An awkward kid who still enjoys playing the clarinet more than any sport, Heather comes across as an unlikely Olympian. She tried figure skating, soccer and swimming as a kid but her passion was music and no one figured her for the hammer. Except Steinke. He kept pushing her to try and finally she relented. “I was awful,” recalled Heather, who is working on a music degree at Lethbridge.

But something kicked in: the challenge of mastering this strange event which looks so simple but takes years to perfect. “You have to do thousands and thousands and thousands of throws before one sort of looks right. You learn to be patient with it and kind of live with frustration,” she said.

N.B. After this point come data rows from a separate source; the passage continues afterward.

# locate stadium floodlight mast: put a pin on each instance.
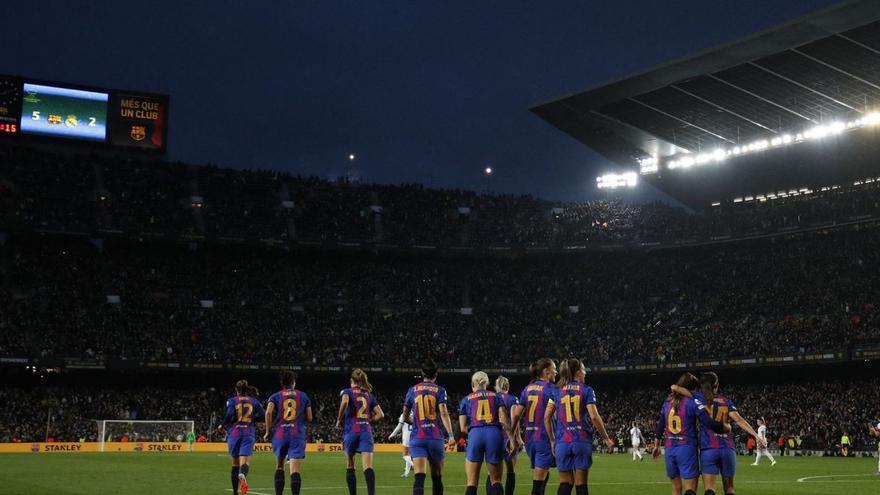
(651, 165)
(613, 181)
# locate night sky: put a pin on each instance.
(429, 92)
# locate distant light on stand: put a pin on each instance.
(614, 181)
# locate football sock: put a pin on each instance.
(295, 483)
(537, 487)
(437, 481)
(370, 476)
(279, 481)
(235, 480)
(419, 484)
(351, 481)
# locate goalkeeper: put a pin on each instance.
(190, 439)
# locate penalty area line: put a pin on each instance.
(808, 479)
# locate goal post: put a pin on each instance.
(135, 430)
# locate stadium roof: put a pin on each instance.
(818, 70)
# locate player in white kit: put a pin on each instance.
(404, 429)
(762, 443)
(637, 440)
(875, 432)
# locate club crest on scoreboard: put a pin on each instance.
(138, 132)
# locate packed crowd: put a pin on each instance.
(71, 414)
(170, 303)
(100, 194)
(817, 413)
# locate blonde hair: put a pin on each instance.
(480, 380)
(359, 377)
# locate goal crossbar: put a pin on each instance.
(138, 425)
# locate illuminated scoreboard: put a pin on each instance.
(118, 118)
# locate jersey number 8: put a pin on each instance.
(289, 409)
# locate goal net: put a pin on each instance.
(122, 430)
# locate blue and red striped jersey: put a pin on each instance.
(359, 411)
(677, 423)
(572, 419)
(290, 408)
(534, 398)
(718, 409)
(241, 412)
(424, 401)
(482, 407)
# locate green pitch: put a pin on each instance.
(208, 474)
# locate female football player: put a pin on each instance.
(241, 411)
(288, 412)
(532, 404)
(571, 435)
(482, 416)
(357, 410)
(425, 403)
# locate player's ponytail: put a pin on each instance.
(568, 369)
(708, 385)
(242, 387)
(359, 377)
(688, 381)
(537, 369)
(287, 378)
(480, 380)
(429, 369)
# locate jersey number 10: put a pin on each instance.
(427, 405)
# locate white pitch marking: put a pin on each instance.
(807, 478)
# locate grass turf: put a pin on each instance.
(208, 474)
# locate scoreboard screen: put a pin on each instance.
(57, 110)
(64, 112)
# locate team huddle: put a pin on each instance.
(553, 420)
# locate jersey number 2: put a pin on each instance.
(362, 412)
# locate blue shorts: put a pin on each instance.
(355, 443)
(540, 455)
(433, 449)
(292, 448)
(240, 446)
(486, 441)
(714, 461)
(575, 455)
(682, 461)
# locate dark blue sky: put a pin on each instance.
(421, 91)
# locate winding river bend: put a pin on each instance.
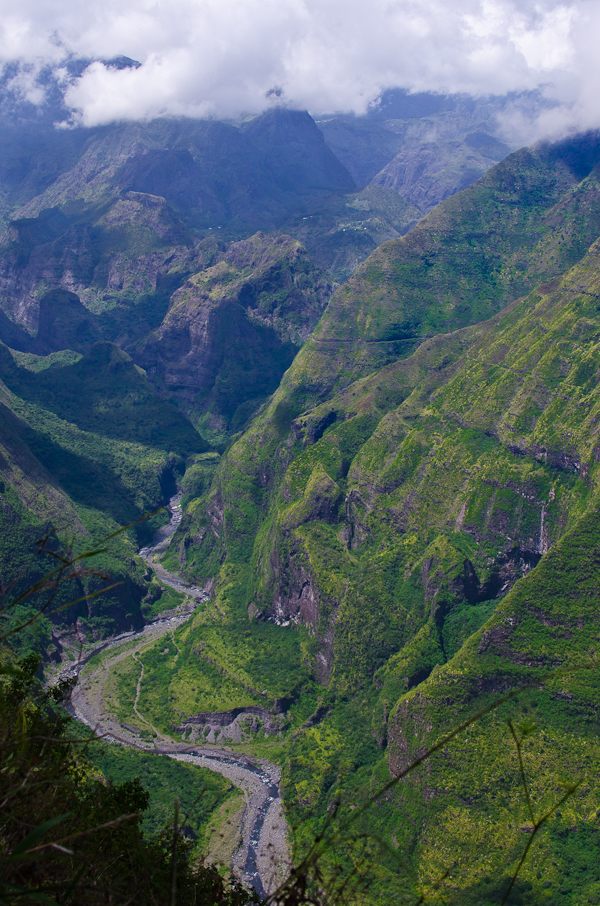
(262, 857)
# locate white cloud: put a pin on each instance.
(221, 57)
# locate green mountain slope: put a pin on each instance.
(86, 447)
(427, 521)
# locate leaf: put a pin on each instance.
(31, 839)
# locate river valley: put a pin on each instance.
(261, 855)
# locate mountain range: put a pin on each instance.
(386, 443)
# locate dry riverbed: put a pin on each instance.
(259, 847)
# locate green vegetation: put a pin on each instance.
(424, 521)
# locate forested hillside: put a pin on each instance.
(418, 499)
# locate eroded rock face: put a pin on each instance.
(233, 329)
(235, 725)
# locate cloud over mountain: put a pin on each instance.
(224, 57)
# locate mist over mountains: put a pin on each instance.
(364, 349)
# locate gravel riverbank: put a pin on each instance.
(263, 857)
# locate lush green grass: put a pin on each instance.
(200, 792)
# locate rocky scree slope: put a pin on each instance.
(430, 520)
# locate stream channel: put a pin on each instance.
(261, 859)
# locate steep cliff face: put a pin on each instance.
(233, 329)
(430, 527)
(86, 446)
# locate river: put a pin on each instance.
(262, 858)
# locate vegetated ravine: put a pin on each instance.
(262, 854)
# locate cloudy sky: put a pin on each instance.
(223, 57)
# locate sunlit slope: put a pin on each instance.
(527, 220)
(86, 447)
(434, 527)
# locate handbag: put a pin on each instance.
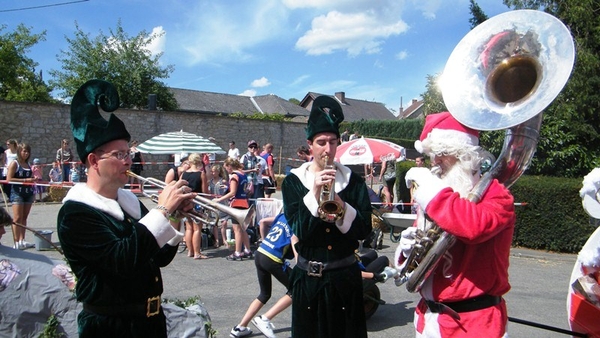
(239, 203)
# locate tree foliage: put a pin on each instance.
(569, 142)
(125, 61)
(477, 14)
(432, 98)
(19, 80)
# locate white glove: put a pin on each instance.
(591, 183)
(429, 185)
(407, 240)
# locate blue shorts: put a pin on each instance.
(16, 198)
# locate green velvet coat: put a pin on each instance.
(331, 305)
(116, 261)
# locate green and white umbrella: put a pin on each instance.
(179, 142)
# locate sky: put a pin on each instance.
(373, 50)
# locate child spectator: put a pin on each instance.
(36, 171)
(55, 173)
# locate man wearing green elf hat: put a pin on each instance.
(328, 208)
(114, 245)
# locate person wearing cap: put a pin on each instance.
(113, 244)
(36, 170)
(463, 295)
(250, 164)
(326, 282)
(233, 152)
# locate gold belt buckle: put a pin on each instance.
(315, 269)
(153, 306)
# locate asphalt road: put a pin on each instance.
(539, 287)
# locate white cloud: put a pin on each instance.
(222, 33)
(160, 38)
(248, 92)
(428, 8)
(262, 82)
(354, 32)
(401, 55)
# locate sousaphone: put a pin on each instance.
(501, 75)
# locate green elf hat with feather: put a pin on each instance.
(325, 117)
(90, 129)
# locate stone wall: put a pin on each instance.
(43, 126)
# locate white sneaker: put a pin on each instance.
(27, 245)
(238, 332)
(264, 325)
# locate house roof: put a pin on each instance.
(218, 103)
(413, 111)
(354, 110)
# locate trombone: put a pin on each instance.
(242, 216)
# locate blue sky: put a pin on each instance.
(374, 50)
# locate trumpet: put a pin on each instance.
(242, 216)
(329, 209)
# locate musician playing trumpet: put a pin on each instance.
(326, 280)
(463, 295)
(113, 244)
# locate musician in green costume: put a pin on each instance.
(113, 244)
(326, 282)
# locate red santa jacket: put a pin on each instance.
(477, 263)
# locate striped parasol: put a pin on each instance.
(179, 142)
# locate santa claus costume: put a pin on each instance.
(462, 297)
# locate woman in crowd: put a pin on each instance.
(388, 173)
(175, 173)
(21, 195)
(218, 186)
(10, 154)
(239, 199)
(196, 177)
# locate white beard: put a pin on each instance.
(460, 180)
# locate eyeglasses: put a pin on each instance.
(119, 155)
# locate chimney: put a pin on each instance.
(151, 101)
(401, 110)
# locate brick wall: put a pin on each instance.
(43, 126)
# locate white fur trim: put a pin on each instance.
(345, 222)
(311, 203)
(126, 200)
(419, 146)
(452, 136)
(155, 221)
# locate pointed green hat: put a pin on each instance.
(323, 121)
(90, 129)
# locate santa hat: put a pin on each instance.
(444, 128)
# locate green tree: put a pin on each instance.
(125, 61)
(477, 14)
(432, 98)
(19, 80)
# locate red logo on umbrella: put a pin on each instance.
(357, 150)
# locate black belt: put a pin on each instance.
(467, 305)
(316, 269)
(148, 309)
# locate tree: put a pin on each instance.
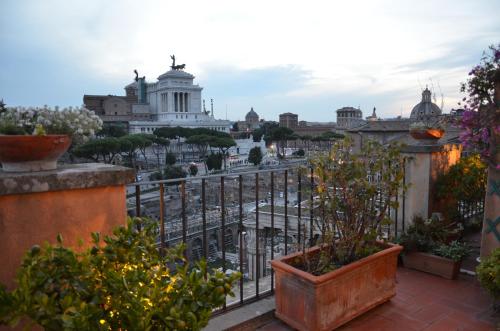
(257, 134)
(113, 130)
(159, 144)
(299, 153)
(465, 181)
(174, 172)
(223, 144)
(281, 135)
(170, 158)
(214, 162)
(146, 140)
(98, 149)
(129, 145)
(255, 156)
(193, 170)
(201, 141)
(352, 214)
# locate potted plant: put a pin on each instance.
(32, 139)
(123, 282)
(426, 131)
(488, 274)
(432, 246)
(353, 267)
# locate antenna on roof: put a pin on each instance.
(432, 90)
(442, 96)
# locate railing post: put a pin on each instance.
(240, 196)
(162, 220)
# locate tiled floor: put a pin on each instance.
(425, 302)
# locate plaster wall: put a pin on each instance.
(34, 218)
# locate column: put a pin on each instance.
(423, 166)
(177, 108)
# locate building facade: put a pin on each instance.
(289, 120)
(173, 100)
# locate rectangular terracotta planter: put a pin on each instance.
(432, 264)
(308, 302)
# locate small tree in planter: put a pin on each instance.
(431, 246)
(315, 288)
(488, 274)
(125, 283)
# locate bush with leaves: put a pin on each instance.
(354, 194)
(425, 235)
(465, 182)
(255, 155)
(455, 250)
(488, 273)
(193, 169)
(122, 283)
(170, 158)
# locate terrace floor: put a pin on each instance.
(422, 302)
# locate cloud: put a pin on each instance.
(281, 55)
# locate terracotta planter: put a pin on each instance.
(308, 302)
(32, 153)
(432, 264)
(427, 134)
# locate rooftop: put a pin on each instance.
(422, 302)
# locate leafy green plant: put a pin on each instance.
(455, 251)
(426, 235)
(488, 273)
(80, 123)
(123, 282)
(353, 194)
(465, 181)
(255, 155)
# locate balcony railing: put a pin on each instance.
(239, 221)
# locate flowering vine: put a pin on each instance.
(479, 122)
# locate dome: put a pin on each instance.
(426, 109)
(176, 74)
(251, 114)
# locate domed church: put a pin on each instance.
(425, 110)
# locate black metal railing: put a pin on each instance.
(235, 221)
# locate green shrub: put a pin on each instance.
(488, 273)
(455, 251)
(427, 235)
(121, 283)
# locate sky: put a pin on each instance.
(305, 57)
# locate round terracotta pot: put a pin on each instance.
(430, 135)
(32, 153)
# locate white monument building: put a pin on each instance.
(173, 101)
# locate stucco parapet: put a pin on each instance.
(428, 148)
(65, 177)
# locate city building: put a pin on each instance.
(289, 120)
(386, 131)
(373, 116)
(173, 100)
(425, 110)
(349, 117)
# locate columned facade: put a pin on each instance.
(175, 101)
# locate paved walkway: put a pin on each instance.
(425, 302)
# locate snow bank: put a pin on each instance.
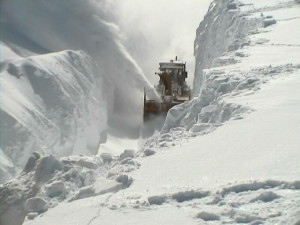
(60, 103)
(53, 103)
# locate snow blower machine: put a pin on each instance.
(172, 89)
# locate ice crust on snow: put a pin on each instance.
(245, 172)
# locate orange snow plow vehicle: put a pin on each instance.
(172, 89)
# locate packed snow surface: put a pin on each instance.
(229, 156)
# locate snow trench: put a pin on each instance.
(221, 37)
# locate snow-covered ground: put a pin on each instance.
(229, 156)
(60, 101)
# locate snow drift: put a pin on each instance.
(53, 103)
(61, 102)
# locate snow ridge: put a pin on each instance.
(53, 104)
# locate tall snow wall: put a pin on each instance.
(54, 103)
(56, 100)
(37, 27)
(224, 28)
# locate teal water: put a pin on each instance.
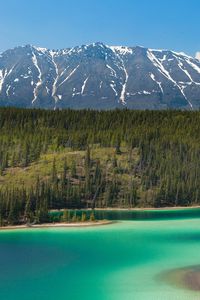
(121, 261)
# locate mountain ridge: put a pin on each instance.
(99, 76)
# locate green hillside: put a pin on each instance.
(86, 159)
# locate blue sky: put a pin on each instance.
(169, 24)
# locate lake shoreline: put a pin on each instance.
(137, 209)
(58, 225)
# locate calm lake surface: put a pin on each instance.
(122, 261)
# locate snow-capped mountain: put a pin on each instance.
(100, 77)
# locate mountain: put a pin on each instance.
(98, 76)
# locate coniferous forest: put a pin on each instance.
(96, 159)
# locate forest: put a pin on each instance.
(71, 159)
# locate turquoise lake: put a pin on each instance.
(121, 261)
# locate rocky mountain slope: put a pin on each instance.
(98, 76)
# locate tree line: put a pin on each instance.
(165, 173)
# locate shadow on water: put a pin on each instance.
(183, 278)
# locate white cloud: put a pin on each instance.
(198, 55)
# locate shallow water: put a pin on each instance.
(122, 261)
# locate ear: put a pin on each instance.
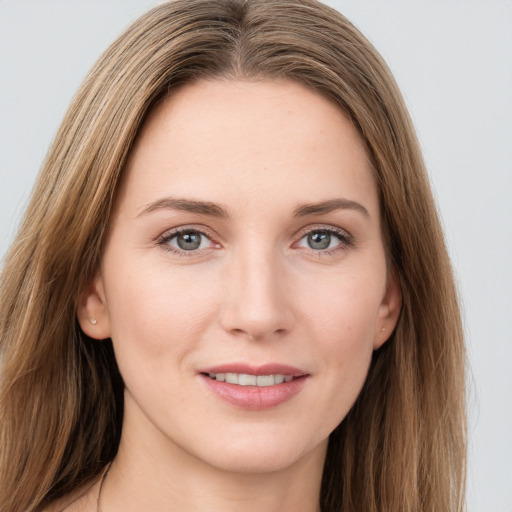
(93, 315)
(389, 310)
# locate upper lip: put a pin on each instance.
(248, 369)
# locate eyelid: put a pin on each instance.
(169, 234)
(346, 239)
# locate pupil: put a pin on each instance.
(319, 240)
(189, 241)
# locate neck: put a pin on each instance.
(156, 476)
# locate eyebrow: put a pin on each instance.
(329, 206)
(185, 205)
(215, 210)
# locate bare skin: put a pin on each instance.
(246, 233)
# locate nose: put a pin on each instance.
(257, 301)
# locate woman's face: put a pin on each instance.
(244, 281)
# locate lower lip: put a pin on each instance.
(255, 398)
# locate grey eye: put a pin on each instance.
(319, 240)
(189, 240)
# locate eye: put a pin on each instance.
(186, 240)
(325, 240)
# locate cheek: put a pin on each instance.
(153, 309)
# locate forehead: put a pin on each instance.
(235, 141)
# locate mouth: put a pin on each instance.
(254, 388)
(246, 379)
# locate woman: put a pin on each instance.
(221, 293)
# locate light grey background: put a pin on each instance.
(453, 62)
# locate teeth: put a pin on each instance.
(243, 379)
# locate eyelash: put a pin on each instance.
(345, 239)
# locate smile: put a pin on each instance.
(250, 387)
(244, 379)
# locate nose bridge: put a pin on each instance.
(256, 302)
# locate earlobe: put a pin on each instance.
(92, 311)
(389, 310)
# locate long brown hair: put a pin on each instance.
(402, 446)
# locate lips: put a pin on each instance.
(254, 387)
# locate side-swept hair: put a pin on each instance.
(402, 446)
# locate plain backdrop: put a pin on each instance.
(453, 62)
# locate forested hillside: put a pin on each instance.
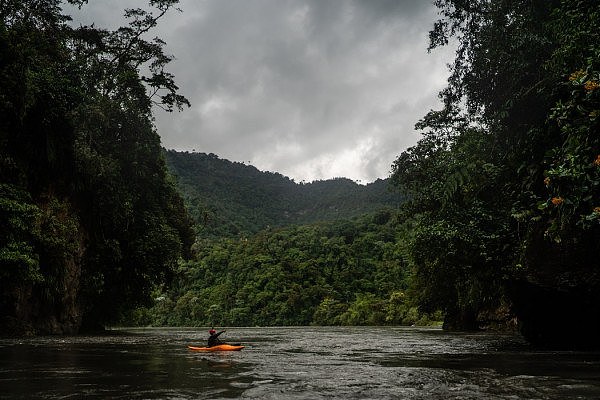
(349, 272)
(229, 199)
(90, 220)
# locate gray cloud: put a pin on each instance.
(310, 88)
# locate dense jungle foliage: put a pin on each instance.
(505, 183)
(337, 273)
(89, 219)
(231, 199)
(503, 190)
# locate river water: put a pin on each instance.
(294, 363)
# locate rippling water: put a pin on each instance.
(295, 363)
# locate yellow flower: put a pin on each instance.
(577, 75)
(591, 85)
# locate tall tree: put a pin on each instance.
(524, 78)
(91, 219)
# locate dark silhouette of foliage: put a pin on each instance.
(90, 220)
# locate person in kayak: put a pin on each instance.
(214, 340)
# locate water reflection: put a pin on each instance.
(308, 363)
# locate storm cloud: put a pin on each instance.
(313, 89)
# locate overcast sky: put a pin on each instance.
(312, 89)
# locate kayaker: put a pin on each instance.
(214, 340)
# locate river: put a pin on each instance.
(294, 363)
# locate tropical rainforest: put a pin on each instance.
(493, 218)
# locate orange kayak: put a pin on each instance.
(219, 347)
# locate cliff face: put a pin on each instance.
(48, 302)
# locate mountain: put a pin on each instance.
(229, 199)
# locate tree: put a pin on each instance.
(530, 134)
(93, 221)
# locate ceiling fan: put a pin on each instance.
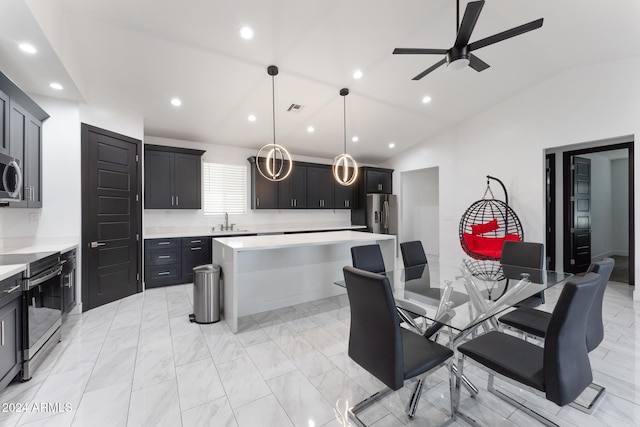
(459, 56)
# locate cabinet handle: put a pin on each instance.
(8, 291)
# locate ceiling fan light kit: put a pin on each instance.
(459, 56)
(277, 160)
(345, 168)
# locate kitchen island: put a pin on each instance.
(261, 273)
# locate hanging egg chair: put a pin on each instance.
(487, 224)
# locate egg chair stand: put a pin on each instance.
(484, 227)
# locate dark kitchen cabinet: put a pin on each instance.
(345, 196)
(320, 187)
(195, 251)
(4, 123)
(10, 330)
(292, 191)
(264, 193)
(377, 180)
(173, 178)
(21, 136)
(26, 145)
(171, 261)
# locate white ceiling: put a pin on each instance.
(142, 53)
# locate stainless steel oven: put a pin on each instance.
(42, 306)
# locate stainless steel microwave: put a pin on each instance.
(11, 182)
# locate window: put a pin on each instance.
(225, 188)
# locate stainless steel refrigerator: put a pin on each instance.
(382, 213)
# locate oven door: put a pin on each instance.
(43, 311)
(10, 179)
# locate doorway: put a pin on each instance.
(603, 206)
(111, 216)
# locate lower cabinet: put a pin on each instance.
(171, 261)
(10, 333)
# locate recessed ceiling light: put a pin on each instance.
(28, 48)
(246, 33)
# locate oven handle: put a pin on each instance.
(45, 276)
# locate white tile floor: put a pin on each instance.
(140, 362)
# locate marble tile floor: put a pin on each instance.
(139, 362)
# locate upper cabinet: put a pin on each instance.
(377, 180)
(21, 137)
(172, 177)
(310, 186)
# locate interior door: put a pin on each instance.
(581, 214)
(111, 217)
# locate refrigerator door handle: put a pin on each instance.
(385, 214)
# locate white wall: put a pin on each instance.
(420, 210)
(620, 203)
(155, 219)
(508, 142)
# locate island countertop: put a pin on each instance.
(241, 243)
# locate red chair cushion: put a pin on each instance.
(484, 228)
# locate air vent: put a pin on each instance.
(295, 108)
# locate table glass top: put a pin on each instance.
(464, 291)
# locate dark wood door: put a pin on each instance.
(581, 214)
(111, 217)
(158, 180)
(187, 181)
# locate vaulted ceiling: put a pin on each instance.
(143, 53)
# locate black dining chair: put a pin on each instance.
(535, 322)
(561, 369)
(380, 345)
(523, 254)
(368, 258)
(413, 253)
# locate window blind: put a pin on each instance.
(224, 188)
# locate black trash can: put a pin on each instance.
(206, 294)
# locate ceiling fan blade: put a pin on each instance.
(477, 63)
(410, 51)
(430, 69)
(471, 15)
(506, 34)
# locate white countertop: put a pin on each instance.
(168, 232)
(246, 243)
(9, 270)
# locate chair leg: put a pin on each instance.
(517, 404)
(589, 408)
(358, 407)
(412, 406)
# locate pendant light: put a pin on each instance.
(277, 160)
(345, 168)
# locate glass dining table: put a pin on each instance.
(453, 297)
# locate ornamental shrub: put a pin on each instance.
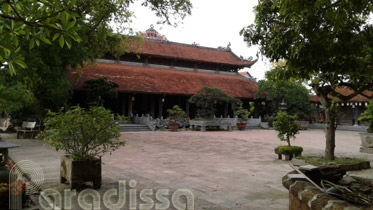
(83, 133)
(286, 126)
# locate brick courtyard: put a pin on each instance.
(224, 170)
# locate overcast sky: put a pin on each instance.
(213, 23)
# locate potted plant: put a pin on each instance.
(287, 128)
(243, 115)
(86, 135)
(367, 138)
(176, 115)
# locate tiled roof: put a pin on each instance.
(190, 52)
(163, 81)
(346, 91)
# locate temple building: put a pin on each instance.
(348, 112)
(164, 73)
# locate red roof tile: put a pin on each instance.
(194, 53)
(346, 91)
(163, 81)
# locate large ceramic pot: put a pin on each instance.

Success came slowly. Then last year she threw more than 70 metres, qualifying for the world championship. She has kept improving and this spring threw 72.16 metres, good enough for London (the women’s hammer weighs four kilograms and the men’s 7.26). Jim qualified early for London as well, tossing 75 metres this spring. He is off his best of 79.13 metres because of a string of injuries.

The Steacys are part of a wave of North Americans who have begun to break down the stranglehold Eastern Europeans have had on the event. Three Canadians will be competing in hammer in London: Jim, Heather and Sultana Frizell of Perth, Ont., who has thrown 75.04 metres and is ranked in the top 20 in the world. Three U.S. men have also thrown more than 75 metres this season.

For Jim and Heather’s parents, Graham and Debbie, just heading to London to watch their children is enough. “To have two of them go is pretty special,” Graham said. “It will be a riot.”